Вы можете потерять сон и аппетит от любви к женщине, но пока вы не овладеете ею, вы не знаете ничего о счастье или разочаровании, которое она способна вам подарить. Вас никто не может заранее предостеречь. Никакой опыт, приобретенный до этого, не может каким бы то ни было образом пригодиться. Вы каждый раз встречаетесь с неизвестностью. Наука может идти вперед семимильными шагами и переводить на язык математических формул законы сексуальной привлекательности; но даже это не поможет ученым достичь большего прогресса, чем сейчас, поскольку в этом специфическом вопросе решающим является только физическое, плотское испытание.

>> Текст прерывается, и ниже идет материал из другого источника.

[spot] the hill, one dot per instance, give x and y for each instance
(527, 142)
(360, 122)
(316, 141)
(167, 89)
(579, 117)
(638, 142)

Чтобы достичь мастерства в технике любви, каждый мужчина должен обладать кое-какими познаниями в анатомии, изобретательностью, тактом, силой и прежде всего — терпением! Уме! те ждать! Обладайте и отдавайтесь! В этом кроется великая тайна. Вот что закладывает основы надежных, прочных связей. Однако в большинстве случаев любовь скоротечна. Вы влюблены? Тогда вы должны понимать: нет одного шанса из десяти тысяч, что ваша любовь выживет. Но ведите себя так, словно она будет длиться вечность. В конце концов на поле любви все может случиться, и тот, кто думает, что отправляется в поездку на месяц, может оказаться втянутым в авантюру, которая продлится целую жизнь».
Месье Ане не верил, что лучшие любовницы получаются из женщин, обладающих высоким уровнем интеллекта. «Большинство женщин,— заявлял он,— проявляют наивысшую изобретательность в своей любовной жизни. В своих инстинктах они находят несметные сокровища, богатства, о которых никогда не подозревают женщины, обладающие одной лишь интеллигентностью. Они любят, они влюбляют в себя мужчин и знают, как удержать их. Они говорят подходящие вещи в подходящие моменты, угадывают самые интимные тайны мужчины, предвидят его желания, знают пределы, до которых они могут доходить, и границы, которые переступать не следует. Как талантливо решают они эту задачу, самую трудную и самую важную из всех! В руках одного лишь инстинкта находится ключ от этих чудес. Чем в таких обстоятельствах может помочь интеллигентность?»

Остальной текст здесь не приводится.